Dans le même quotidien, le 1er octobre
1946, une notule précise sous le titre «Le Revenant [sic] sera là ce soir...» : «On nous informe que le gala du film Un Revenant au cinéma Royal aura bien lieu ce soir, mardi 1er octobre à 20h30, sous le patronage et au bénéfice de l'Association des Anciens Grands Malades. Les places louées précédemment ne sont pas valables et sont remboursables au guichet où elles ont été délivrées. La nouvelle location se fera directement aux guichets du cinéma Royal, au prix unique de 100 F, à partir de mardi, 10 heures».

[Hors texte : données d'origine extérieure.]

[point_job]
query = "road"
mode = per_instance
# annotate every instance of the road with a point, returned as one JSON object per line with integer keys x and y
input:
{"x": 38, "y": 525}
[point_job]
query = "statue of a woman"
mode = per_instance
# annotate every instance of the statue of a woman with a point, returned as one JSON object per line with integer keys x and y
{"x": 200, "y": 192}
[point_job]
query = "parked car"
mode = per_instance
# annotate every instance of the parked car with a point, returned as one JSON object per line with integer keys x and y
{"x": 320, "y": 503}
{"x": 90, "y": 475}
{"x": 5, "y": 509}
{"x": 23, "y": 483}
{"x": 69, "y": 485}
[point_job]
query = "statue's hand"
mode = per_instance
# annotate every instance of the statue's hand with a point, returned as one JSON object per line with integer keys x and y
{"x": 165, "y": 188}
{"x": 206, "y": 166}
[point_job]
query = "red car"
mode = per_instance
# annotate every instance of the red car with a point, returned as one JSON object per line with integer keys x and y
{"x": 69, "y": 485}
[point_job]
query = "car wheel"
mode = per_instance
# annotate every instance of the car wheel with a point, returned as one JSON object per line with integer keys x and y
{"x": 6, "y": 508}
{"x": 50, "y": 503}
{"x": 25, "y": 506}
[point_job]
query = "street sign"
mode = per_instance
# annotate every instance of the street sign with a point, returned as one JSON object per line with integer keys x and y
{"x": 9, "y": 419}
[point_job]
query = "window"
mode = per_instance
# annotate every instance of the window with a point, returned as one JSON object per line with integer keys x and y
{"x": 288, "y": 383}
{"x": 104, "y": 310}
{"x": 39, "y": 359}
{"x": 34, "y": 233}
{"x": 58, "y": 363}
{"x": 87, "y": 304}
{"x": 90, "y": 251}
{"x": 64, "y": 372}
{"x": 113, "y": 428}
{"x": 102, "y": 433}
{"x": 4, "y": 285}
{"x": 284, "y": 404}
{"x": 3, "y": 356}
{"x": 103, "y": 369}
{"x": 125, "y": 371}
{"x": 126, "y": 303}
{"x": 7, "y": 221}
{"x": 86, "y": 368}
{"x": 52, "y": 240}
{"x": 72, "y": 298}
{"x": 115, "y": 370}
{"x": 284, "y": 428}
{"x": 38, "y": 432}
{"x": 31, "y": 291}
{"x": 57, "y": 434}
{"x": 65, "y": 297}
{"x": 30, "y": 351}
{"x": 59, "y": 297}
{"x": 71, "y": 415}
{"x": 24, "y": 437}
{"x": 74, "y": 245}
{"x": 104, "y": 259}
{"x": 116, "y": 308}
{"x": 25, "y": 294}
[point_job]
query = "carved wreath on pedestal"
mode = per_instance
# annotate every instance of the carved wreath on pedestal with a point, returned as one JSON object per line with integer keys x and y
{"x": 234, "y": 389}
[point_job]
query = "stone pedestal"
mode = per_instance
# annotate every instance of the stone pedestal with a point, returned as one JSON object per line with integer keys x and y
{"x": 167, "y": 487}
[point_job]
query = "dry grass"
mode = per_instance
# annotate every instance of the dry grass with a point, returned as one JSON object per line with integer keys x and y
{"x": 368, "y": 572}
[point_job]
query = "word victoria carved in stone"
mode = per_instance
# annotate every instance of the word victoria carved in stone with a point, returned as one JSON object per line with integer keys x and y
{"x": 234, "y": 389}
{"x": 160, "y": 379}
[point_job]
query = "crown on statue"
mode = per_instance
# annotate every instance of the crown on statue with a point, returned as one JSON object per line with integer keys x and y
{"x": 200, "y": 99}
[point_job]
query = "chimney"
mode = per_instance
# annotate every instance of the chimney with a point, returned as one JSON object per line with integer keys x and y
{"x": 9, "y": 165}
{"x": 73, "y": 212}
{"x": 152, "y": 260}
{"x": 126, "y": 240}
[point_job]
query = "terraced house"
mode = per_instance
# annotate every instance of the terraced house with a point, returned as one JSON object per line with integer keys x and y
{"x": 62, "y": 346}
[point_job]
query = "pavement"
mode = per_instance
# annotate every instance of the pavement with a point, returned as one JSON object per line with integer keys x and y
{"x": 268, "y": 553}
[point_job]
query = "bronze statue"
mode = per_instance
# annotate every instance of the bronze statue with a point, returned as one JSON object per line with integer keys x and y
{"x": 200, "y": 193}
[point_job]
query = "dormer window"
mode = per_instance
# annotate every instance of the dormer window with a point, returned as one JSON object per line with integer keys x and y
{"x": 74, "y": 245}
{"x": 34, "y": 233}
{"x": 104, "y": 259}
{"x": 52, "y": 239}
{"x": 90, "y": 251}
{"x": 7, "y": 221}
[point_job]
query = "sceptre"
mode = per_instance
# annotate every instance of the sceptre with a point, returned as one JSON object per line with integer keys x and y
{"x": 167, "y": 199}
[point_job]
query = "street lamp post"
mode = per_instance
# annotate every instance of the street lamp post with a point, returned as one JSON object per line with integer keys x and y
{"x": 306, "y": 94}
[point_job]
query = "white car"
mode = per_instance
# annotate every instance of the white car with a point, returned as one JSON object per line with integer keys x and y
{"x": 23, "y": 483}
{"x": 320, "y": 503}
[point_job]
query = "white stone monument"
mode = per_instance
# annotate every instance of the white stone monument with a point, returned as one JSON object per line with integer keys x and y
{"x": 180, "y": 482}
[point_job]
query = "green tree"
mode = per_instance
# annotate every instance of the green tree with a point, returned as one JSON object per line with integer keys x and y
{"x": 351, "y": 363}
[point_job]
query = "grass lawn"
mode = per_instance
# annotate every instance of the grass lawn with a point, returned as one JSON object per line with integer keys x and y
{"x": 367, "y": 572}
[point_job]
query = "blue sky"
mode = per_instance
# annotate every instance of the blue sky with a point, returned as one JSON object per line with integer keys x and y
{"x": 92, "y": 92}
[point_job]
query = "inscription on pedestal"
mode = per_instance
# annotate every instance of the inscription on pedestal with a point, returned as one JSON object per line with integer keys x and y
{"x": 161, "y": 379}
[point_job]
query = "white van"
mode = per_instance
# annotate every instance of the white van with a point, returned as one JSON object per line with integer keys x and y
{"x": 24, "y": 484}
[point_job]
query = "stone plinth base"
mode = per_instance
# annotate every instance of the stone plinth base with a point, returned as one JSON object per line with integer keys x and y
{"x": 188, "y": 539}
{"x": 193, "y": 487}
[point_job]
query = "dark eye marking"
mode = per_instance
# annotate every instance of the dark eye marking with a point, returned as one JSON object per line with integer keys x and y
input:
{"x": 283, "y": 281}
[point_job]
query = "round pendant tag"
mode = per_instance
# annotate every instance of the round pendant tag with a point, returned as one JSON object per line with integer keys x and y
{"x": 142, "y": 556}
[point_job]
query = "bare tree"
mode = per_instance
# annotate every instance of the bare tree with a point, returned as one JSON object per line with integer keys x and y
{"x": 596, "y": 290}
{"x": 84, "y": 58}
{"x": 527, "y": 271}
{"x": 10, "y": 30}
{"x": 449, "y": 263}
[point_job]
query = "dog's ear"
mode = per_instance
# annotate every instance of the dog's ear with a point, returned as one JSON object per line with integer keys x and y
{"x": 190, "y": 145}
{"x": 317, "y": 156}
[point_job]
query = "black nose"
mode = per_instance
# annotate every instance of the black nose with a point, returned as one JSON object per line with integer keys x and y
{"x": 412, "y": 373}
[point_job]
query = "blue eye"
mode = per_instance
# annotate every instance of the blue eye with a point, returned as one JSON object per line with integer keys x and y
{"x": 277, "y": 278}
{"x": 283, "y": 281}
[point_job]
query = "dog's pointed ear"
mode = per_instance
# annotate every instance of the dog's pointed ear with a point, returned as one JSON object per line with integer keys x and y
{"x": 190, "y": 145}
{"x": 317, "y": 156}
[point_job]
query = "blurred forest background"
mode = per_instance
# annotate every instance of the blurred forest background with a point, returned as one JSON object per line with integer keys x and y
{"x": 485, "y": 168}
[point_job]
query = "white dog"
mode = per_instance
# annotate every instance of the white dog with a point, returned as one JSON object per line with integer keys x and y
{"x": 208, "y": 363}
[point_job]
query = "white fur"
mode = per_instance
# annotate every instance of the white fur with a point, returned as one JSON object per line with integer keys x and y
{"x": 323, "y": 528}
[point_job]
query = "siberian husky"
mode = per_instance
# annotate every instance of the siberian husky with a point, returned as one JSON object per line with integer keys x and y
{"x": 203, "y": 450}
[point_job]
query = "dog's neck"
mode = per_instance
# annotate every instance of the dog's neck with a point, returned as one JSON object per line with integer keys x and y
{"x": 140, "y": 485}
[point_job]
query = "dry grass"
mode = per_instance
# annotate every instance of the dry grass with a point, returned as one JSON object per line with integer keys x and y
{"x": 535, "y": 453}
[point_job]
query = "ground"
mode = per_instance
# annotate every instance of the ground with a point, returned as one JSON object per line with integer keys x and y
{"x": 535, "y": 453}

On remarque beaucoup de discrétion par rapport à la première annonce du gala, et surtout le changement de nom de l'association. Il s'est très probablement passé ce que Raymond Chirat suggérait, mais pour ne pas perdre sa clientèle et son avant-première, l'exploitant a trouvé une association caritative de remplacement en dernière minute, avec un nom proche de la précédente. On explique que les places achetées sont «remboursables au guichet où elles ont été délivrées», sans préciser le nom du «guichet» Dans les articles parus le lendemain, il n'est jamais fait allusion à des éclats dans la salle, ni même au changement d'association, mais on sent la gêne des journalistes.
Le plus beau «retournement de veste» se lit dans Le Tout Lyon. L'hebdomadaire du 13 octobre, dans sa chronique cinéma signée par «le strapontin du 37 bis», marche sur des oeufs : «Peut être n'eussions-nous pas éprouvé une légère déception si l'on nous avait moins emphatiquement annoncé un chef d'oeuvre.(...) La réalisation est honnête, encore que l'on n'ait pas su utiliser toute la photogénie du paysage lyonnais.(...) Il est délicat, étant à Lyon, de juger avec toute l'objectivité désirable, la critique des milieux touchant à la bourgeoisie et au monde des "soyeux". Je pense pouvoir en dire que cette satire eut gagnée à être moins appuyée».